Trouble at the Wedding
J.D. Robb’s Innocent in Death has a line that really resonates with me. It’s something Mavis says to Eve when some people are speculating that Roarke is cheating: ”All guys have the small jerk gene, it makes them guys. But only some have the big jerk gene. He doesn’t.” Mavis is, of course, right. With the hero of Trouble at the Wedding, I was a little less sure.
Annabel Wheaton isn’t marrying the love of her life; that would just lead to heartache. Instead, she’s marrying an impoverished earl who can really use her American-made fortune. He’ll get the money he needs, she’ll get the respect she longs for. And her little sister Dinah will never know the pain of not fitting in. Annabel plans to marry Bernard Alastair, Earl of Rumsford, during a trans-Atlantic crossing. She figures they’ll have mutual respect and a certain fondness for each other. The only problem? Rumsford is a pompous ass.
Christian DuQuesne is an impoverished duke. He’s determined to stop the wedding – not because he wants Annabel for himself, but because Annabel’s uncle will pay him half a million dollars if he can do it. He starts out cautioning Annabel about the truth of British marriages, perhaps exaggerating a bit in the process. But he can’t deny that he’s attracted to her as well. He tells her he’ll fill her in on the secret rules of British marriage, and meets her secretly. But matters get a little out of hand the night before the wedding, when they both get a little drunk on Mississippi moonshine and share a – ahem – steamy encounter in the ship’s steam room. The resolute Annabel is still determined to go through with the wedding, until Christian objects at the ceremony – in a way that implies that he and Annabel have been intimate. Rumsford calls off the wedding, and Annabel is humiliated.
Now, Christian is eligible, available, and sorely in need of Annabel’s fortune. One would think he’d offer for her himself, but he’s of the “I’ve had a tragic marriage in the past so I’m never marrying again” school. He suggests a fake engagement to Annabel, but she has a better idea: She’ll become his ward, and he will agree to launch her into London society.
From this point, matters proceed more or less as you’d suppose, with Annabel living in Christian’s sister’s home, attending ton events, and generally making Christian jealous and horny as hell. It eventually resolves about in the way you’d think as well, though it takes Christian some time to experience his Come to Jesus moment.
That’s not to say that this is a predictable or boring book.
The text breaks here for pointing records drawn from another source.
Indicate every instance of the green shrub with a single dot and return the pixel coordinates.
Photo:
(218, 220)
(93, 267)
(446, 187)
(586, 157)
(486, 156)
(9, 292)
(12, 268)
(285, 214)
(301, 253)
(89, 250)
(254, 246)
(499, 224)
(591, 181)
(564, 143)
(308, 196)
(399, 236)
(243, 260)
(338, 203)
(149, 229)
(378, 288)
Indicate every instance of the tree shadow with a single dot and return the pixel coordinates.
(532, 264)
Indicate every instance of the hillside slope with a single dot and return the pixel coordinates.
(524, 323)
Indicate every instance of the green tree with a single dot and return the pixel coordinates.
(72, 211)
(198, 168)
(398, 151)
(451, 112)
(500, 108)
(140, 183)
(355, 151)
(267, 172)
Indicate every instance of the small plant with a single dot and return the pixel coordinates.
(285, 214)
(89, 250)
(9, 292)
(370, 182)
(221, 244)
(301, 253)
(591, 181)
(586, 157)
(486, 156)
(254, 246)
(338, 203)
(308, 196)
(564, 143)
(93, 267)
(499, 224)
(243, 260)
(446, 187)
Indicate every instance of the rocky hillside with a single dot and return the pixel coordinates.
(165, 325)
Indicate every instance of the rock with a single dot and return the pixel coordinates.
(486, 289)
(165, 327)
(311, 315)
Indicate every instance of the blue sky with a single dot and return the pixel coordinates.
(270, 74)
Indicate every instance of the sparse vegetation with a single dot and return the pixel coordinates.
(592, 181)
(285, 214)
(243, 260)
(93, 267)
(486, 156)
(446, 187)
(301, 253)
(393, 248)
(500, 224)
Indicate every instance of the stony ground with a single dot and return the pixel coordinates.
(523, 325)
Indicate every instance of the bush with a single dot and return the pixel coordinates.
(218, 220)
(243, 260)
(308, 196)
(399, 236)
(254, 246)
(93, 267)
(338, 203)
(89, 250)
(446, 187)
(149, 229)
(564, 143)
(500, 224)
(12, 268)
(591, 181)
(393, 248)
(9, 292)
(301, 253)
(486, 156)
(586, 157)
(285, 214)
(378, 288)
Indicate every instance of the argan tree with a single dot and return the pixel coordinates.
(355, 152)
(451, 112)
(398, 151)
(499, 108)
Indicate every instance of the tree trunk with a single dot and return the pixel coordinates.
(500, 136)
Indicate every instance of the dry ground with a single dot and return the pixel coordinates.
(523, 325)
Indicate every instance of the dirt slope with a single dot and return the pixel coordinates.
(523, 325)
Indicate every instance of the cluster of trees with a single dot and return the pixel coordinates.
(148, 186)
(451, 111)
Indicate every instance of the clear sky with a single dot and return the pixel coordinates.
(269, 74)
I liked most things about it. I absolutely adored the Edwardian setting, the shipboard romance (like Titanic…but with a happy ending!), and the spirited Mississippi heroine. Waaaaay more romances should be set in the early 1900s, because it’s just plain fun.
Annabel is eminently likable. Her accent may be on the cutesy side, but I liked it. She’s also not a virgin, a state of affairs that makes her understandably cautious around men – and maybe a little too practical. She knows Christian’s a bad boy, and she knows bad boys are trouble.
Most of the time, I liked Christian too. I really couldn’t help it; he was simply delicious. My issue with him is that I kept suspecting that he wasn’t just of the “small jerk” variety. When he spoke up at Annabel’s erstwhile wedding ceremony, he was clearly being a jerk – but the kind that makes you think, “What a jerk…sigh.” But when he proposes a fake engagement, lusts after Annabel, and refuses to marry her until late in the game? I kept wondering whether he wasn’t really part of Mavis’s “big jerk” category.
Christian comes through at the end, even if it happens a little late for my taste. Nonetheless, this is a fun read, and one I’d marginally recommend. Small jerk or big jerk? You might have to decide for yourself.